This article is part of Response and Responsibility, a new series of stories about the ongoing climate crisis and what the creative industries can do about it.
It might seem strange to think of the current climate catastrophe as having a “superstar”, but 16-year-old activist Greta Thunberg would have a strong claim to being just that. The schoolgirl came to the world’s attention in August last year, when she began a one-student strike outside the Swedish parliament, refusing to attend school until the government considered serious changes in environmental policy in accordance with the terms set out in the UN’s Paris Agreement on climate change.
In May of this year, Greta mobilised a staggering 1.6 million school students from 125 countries to strike, making her one of the most influential figures in the debate around how we can work collectively to ensure that various climate targets and obligations are actually met.
That journey is traced in Make the World Greta Again, a new documentary profile for Vice. Co-directed by Grant Armour, director of Boy Racer, and Milène Larsson, the producer and director behind Witchcraft in Romania, the film charts a continent-wide anti-climate-change movement spearheaded by a series of incredibly driven teenagers who have found their voices in the wake of Thunberg’s ascent to stardom.
“I liked the fact that this could be a documentary about the next generation working together across Europe, as well as being an anti-Brexit film without having to signpost that,” says Grant. “What these people are doing seemed super inspiring – to the point where it made me feel slightly ashamed of my own generation.”
Swedish national Milène – who, in addition to making films for the youth media outlet, is also Vice’s Head of Video for EMEA – credits Greta’s success in engaging students and concerned adults all over the world in part to her willingness to put herself and her ideas at the forefront of things. “It’s hard to talk about climate change in a way that won’t make people switch off, because it is complicated and doesn’t have a human face,” she says. “Greta and her fellow protest organisers are giving it a clear and simple voice and that’s why I knew we had to make a film about them.”
It may seem obvious, but both Milène and Grant are keen to stress to any aspiring documentarians out there that characters are of the utmost importance. “What drew me to the story,” Grant says, “were the characters, rather than the topic of climate change per se.”
Milène agrees: “Characters and story arcs are what really matters. Don’t just pitch on the issue alone. Documentaries need personalities and stories that give life to the facts.” What makes a successful documentary is, more often than not, “access to characters and an untold story”.
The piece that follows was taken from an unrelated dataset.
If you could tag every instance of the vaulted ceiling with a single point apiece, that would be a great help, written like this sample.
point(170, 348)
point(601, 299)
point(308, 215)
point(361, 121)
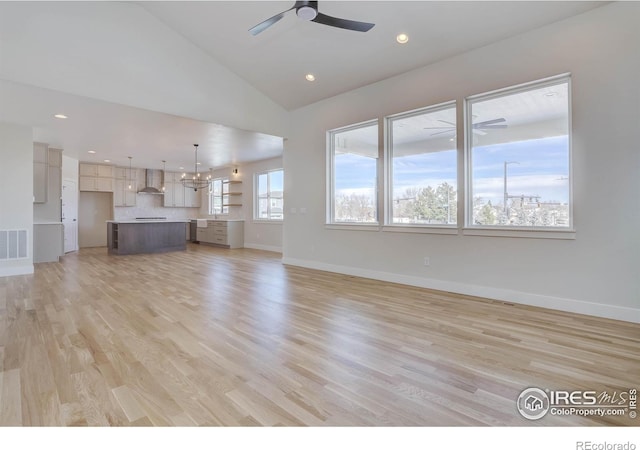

The pair are hoping to use Make the World Greta Again as the jumping-off point for a series of films exploring different aspects of climate change and the ongoing battle to force the world’s governments and big businesses to implement policies and processes that can halt the feeling that we’re all about to watch the planet go up in smoke.
As with many discussions about the crisis, when chatting to Milène and Grant the concept of “accountability” comes into play. Both filmmakers are of the belief that a group of students – however numerous, impassioned and far-flung they may be – shouldn’t feel as if they have to do this on their own.
“The hope is that intergovernmental change can come about as a result of these protests and campaigns and films, as they’re being heard by politicians in many countries,” Milène says. “But there’s a difference between being heard and being listened to. It’s up to everyone to make sure those in power don’t just pay lip service, but actually keep their promises by sticking to the Paris Agreement. The world has been missing an accountability mechanism and the young climate protestors are the beginning of one – but they can’t do it alone.”
Talking to the duo, it’s clear that positivity is just as pivotal as accountability if we’re to face this problem head-on, avoiding an understandable slide into a kind of climate-nihilism. For Grant, Greta Thunberg is a prime example of how organisation and awareness raising can only lead to the kind of political activism, which can enact and aid real, discernible and ultimately necessary change. “With people like that on board, there’s no reason this crisis can’t be averted,” he says.
“It’s easy to feel powerless in the face of something so huge that doesn’t respect borders or any of the systems humans have created to organise themselves, but if a teenager can galvanise millions beyond borders, class, age and politics, change seems less impossible,” Milène says. “While the big polluters and political systems supporting them are at the root of the problem, we shouldn’t underestimate the weight of individual contribution. Change is a collective process.”